The people, the organization, and my work all mean so much to me. This role has allowed me to connect with inspiring people, starting with the families who allow us to share in the darkest and brightest days of their journey, and who will move mountains to advocate for their child or themselves, support others, and raise money for research. I also have been honored to work closely with brilliant and dedicated experts who are making a brighter future possible through research, clinical care, or developing new treatments. It has been a blessing to meet so many people who have influenced me and touched my heart.
The work continues, and I look forward to celebrating with you when effective treatments are found. My heart will remain with the NTSAD Community, always.
SAVE THE DATE! — Join us June 19-20 and 26-27 for our 35th Annual Family Conference! Taking place virtually, this conference will focus around the theme of remaining connected and the overlap within diagnoses, but highlight and recognize the uniqueness of each through individualized sessions for each syndrome type. The conference features clinicians, scientists, researchers, FDA representatives, advocacy, family support, and much more. More information here, registration information coming soon!
On May 7, 2021, 12:00-1:30 PM Eastern Time (US), the Patient-Reported Outcome (PRO) Consortium’s Rare Disease Subcommittee will hold a complimentary virtual workshop on COVID-19 Mitigation Strategies in Pediatric Rare Disease Clinical Trials. The workshop facilitators will foster an interactive format, with attendees encouraged to share their own challenges and mitigation strategies.
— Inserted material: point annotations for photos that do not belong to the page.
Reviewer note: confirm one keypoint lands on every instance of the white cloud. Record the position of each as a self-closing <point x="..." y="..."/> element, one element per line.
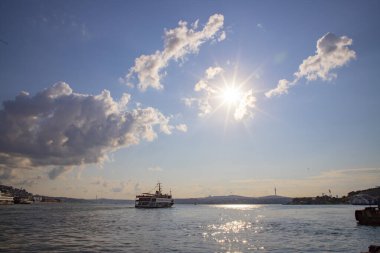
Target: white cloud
<point x="211" y="91"/>
<point x="58" y="128"/>
<point x="211" y="72"/>
<point x="181" y="127"/>
<point x="332" y="52"/>
<point x="247" y="102"/>
<point x="178" y="43"/>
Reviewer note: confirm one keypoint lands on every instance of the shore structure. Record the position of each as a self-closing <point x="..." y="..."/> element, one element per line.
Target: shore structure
<point x="154" y="200"/>
<point x="368" y="216"/>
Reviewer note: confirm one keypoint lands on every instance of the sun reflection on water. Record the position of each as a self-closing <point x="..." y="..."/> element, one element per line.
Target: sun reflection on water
<point x="242" y="207"/>
<point x="235" y="235"/>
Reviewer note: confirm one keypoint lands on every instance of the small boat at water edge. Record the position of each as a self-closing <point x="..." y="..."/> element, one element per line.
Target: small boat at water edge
<point x="155" y="200"/>
<point x="368" y="216"/>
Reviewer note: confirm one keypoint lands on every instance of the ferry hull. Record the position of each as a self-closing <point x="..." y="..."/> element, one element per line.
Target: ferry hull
<point x="165" y="205"/>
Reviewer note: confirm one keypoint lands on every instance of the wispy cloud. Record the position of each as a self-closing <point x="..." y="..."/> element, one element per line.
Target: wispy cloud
<point x="211" y="90"/>
<point x="178" y="43"/>
<point x="58" y="128"/>
<point x="332" y="52"/>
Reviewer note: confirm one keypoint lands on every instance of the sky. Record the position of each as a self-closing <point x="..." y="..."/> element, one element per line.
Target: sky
<point x="106" y="98"/>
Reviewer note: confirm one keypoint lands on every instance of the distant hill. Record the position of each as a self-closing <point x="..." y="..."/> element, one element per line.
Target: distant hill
<point x="235" y="199"/>
<point x="374" y="192"/>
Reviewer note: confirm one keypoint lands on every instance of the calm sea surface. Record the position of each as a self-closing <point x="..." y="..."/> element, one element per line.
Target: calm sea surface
<point x="183" y="228"/>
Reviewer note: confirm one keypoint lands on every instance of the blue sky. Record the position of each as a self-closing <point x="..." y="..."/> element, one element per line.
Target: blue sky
<point x="319" y="131"/>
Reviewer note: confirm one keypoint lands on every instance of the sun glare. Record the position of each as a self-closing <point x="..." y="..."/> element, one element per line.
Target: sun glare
<point x="231" y="95"/>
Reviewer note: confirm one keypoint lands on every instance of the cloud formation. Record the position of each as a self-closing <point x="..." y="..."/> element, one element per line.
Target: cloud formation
<point x="211" y="93"/>
<point x="332" y="52"/>
<point x="178" y="43"/>
<point x="59" y="128"/>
Objectives for the workshop:
Identify challenges to conducting pediatric rare disease clinical trials posed by COVID-19.
Present a range of strategies aimed at limiting the impact of COVID-19 on the conduct of pediatric rare disease clinical trials.
Present a range of mitigation strategies aimed at safely and successfully conducting in-person and remote assessments under pandemic conditions.
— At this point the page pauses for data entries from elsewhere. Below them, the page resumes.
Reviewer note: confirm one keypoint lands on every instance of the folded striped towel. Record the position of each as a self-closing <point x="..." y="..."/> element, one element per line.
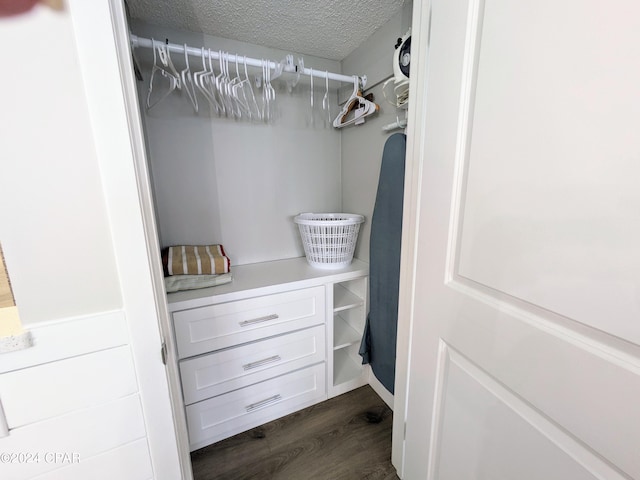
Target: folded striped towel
<point x="195" y="260"/>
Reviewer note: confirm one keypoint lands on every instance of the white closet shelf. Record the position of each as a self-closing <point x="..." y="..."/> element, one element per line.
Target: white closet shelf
<point x="343" y="299"/>
<point x="345" y="368"/>
<point x="344" y="334"/>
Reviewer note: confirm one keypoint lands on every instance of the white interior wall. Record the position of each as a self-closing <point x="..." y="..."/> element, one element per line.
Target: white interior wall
<point x="53" y="221"/>
<point x="239" y="183"/>
<point x="362" y="145"/>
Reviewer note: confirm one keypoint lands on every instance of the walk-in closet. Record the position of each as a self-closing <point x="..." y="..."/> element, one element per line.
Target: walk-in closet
<point x="249" y="121"/>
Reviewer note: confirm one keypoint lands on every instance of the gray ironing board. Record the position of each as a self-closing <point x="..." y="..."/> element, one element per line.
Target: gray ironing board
<point x="378" y="346"/>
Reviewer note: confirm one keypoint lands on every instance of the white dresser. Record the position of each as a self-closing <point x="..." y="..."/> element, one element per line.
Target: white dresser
<point x="281" y="337"/>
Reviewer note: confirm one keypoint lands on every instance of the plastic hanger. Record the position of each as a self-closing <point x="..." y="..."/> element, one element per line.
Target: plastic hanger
<point x="356" y="100"/>
<point x="163" y="71"/>
<point x="325" y="99"/>
<point x="253" y="102"/>
<point x="187" y="81"/>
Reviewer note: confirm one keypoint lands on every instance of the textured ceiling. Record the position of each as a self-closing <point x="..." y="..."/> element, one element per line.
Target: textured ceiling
<point x="324" y="28"/>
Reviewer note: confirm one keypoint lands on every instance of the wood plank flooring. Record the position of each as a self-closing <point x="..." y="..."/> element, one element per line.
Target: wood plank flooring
<point x="345" y="438"/>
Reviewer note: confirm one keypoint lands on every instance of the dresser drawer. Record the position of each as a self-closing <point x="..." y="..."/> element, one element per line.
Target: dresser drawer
<point x="225" y="370"/>
<point x="205" y="329"/>
<point x="220" y="417"/>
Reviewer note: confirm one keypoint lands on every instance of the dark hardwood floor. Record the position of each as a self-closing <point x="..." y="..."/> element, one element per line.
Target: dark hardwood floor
<point x="345" y="438"/>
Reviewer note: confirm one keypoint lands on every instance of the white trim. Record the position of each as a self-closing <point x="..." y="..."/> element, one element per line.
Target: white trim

Provide an interactive forum for idea sharing related to COVID-19 impact and mitigation strategies across a variety of stakeholders.
The workshop presentation will be recorded and posted to the PRO Consortium’s web page following the workshop. In addition, a document summarizing identified challenges and mitigation strategies in pediatric rare disease trials under pandemic conditions will be posted on the PRO Consortium website for reference.
This course will be held in Kusadasi, Turkey, October 5-10, 2021. This course will focus on lysosome biology and function, new metabolic and signaling insights into the function of lysosomes, pathophysiological mechanisms of lysosomal dysfunction in living cells. This course will bring together Basic Scientists & lab researchers & clinicians working on this unique field on the molecular and cellular aspects of lysosomal storage diseases. This workshop intends to create a scientific platform to discuss advances in the field as well as to establish novel networks among the participants for future collaborations. In order to maximize the opportunities for interactions between young researchers and all participants, the workshop is planned in a dynamic format of plenaries, panels, round-table discussion, poster and oral presentation sessions. A specific meeting slot is allocated for Breakfast & Young Scientists Professional Development. This meeting is a preferential slot which will deal with hot issues in the postgraduate education and further academic and/or industrial careers of young scientists.